Moonlight Drive closes the first side of the original LP version of Strange Days, and it’s a canny sequencing decision. Once again the flat seven chord blues sound forms the harmonic core of the song. The first verse is in a bright G Major; the rest of the song steps up to A major, becoming brighter still. Complementing this harmonic lift is a strutting, confident tango-inflected rhythm, flavored with snare-roll pickups.

At first it all seems another study in contrast, utterly unrelated to Horse Latitudes—but there are links. There’s the sea imagery—“Let’s swim to the moon/ Let’s climb to the tide”—that in some live performances seemed to connect to drowning via ad libbed additional lyrics. Even the studio version has a half-audible “Baby, gonna drown tonight” in the ‘outro,’ just seconds before the final fadeout. And Krieger’s slide guitar solo prominently features startlingly literal ‘horse whinny’ glissandos.

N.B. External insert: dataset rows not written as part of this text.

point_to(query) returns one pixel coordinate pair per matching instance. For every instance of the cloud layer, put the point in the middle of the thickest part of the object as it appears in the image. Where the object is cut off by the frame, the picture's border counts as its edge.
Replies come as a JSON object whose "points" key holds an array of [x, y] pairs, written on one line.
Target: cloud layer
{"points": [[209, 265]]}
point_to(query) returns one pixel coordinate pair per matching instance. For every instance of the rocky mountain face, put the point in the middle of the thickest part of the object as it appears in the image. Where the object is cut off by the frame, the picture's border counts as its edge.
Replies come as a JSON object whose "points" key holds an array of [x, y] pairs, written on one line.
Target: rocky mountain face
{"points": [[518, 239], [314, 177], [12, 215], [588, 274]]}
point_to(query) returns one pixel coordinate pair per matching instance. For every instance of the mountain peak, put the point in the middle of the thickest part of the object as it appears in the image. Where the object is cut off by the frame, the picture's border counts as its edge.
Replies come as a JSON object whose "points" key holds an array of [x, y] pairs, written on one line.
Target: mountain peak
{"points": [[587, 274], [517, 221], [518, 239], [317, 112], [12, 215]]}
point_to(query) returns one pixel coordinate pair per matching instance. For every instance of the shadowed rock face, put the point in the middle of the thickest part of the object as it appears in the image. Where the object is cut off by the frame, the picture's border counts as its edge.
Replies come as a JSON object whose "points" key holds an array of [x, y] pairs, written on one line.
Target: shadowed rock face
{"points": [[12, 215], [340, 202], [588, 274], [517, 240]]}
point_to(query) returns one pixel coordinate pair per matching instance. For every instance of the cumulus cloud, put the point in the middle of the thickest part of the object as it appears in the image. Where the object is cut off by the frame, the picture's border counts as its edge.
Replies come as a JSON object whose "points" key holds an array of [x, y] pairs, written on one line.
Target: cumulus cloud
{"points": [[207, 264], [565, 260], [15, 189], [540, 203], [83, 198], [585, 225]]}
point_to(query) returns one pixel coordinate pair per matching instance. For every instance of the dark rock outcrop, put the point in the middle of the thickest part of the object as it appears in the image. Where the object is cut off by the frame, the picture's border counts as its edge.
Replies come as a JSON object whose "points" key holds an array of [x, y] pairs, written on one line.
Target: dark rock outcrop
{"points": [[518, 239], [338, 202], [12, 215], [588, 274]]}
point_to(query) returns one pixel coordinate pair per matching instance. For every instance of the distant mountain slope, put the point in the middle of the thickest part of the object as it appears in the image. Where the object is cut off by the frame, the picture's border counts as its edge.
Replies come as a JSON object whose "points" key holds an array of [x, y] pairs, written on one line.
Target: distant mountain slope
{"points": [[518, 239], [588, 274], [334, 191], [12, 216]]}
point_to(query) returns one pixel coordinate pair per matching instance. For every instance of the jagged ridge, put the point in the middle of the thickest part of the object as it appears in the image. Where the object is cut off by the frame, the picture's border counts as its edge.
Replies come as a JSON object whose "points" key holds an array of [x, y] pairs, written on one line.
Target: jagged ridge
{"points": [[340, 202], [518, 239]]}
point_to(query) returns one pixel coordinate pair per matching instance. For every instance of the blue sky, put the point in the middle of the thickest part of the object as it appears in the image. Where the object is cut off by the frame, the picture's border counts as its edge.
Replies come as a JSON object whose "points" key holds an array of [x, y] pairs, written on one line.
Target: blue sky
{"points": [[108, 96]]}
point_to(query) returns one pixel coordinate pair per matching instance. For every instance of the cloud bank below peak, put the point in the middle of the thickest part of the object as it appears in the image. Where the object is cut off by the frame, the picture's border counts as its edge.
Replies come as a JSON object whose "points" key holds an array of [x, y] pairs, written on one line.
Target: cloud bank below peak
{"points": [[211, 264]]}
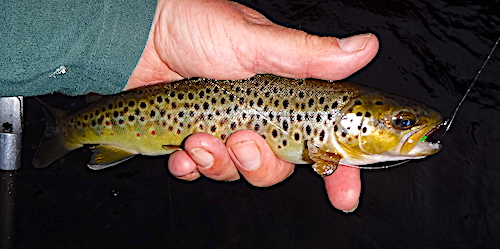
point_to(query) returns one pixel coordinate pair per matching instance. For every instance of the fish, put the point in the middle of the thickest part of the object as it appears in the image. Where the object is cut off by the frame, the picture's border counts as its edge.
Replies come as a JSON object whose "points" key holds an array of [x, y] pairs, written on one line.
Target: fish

It’s not accidental; the band often did this pairing in concert. And it makes a certain sense; Morrison’s poetry often swerves between sex and death, and Moonlight Drive is nothing if not sexy.

Image courtesy Yosh 3000 & Wikimedia Commons.
Image courtesy Yosh 3000 & Wikimedia Commons.

People Are Strange

“People are strange/When you’re a stranger./Faces look ugly/When you’re alone.”

There has probably never been a shortage of lonely teens, and certainly not in 1967. Many could not help but respond to this lyric; People Are Strange would turn out to be the biggest US radio hit from Strange Days, reaching the #12 spot.

The song is theatrical and ironic—a bit stagy, even. This quality arises from several sources. There is the barrelhouse ‘tack piano’ sound Manzarek chose, and the stereotypically old-fashioned ‘oom-pah’ formed by his piano-bass and Krieger’s guitar after-beats; there is the surprisingly conventional chord progression, strictly following classical norms; there are the obvious ‘walk-downs,’ melodramatically stalking from dominant to tonic, as oblivious to their own history as superannuated movie stars. And rhythmically, there are the frequent ‘stops’ with their campy upward swoops on slide guitar. All in all, it seems to paint a slightly sinister carnival picture--rather like the (eventual) album cover.

But Morrison wails with a sincerity that is oddly pointed up by the irony surrounding it. The band really was living a strange life, in the vortex of the fame that arrived so abruptly with their debut album’s success—and, inevitably, the label’s pressure to produce a suitable follow-up. Their divided reality of success, excess, fear, excitement, bewilderment and discontent seems perfectly reflected here—right down to Morrison’s last tortured “strange,” forced out over a detuned, deliberately ‘unfinished’ dominant chord.

My Eyes Have Seen You

The tack hammer piano continues, the E minor tonality continues, and the lyric alienation continues, but the energy level rises to near-frenzy by the end of My Eyes Have Seen You. The lyric seems to chronicle a sexual encounter, but one without intimacy; the singer does not himself fully witness the ‘more’ the anonymous stranger shows him in front of the ‘television skies’—it is only “[his] eyes” which do the seeing.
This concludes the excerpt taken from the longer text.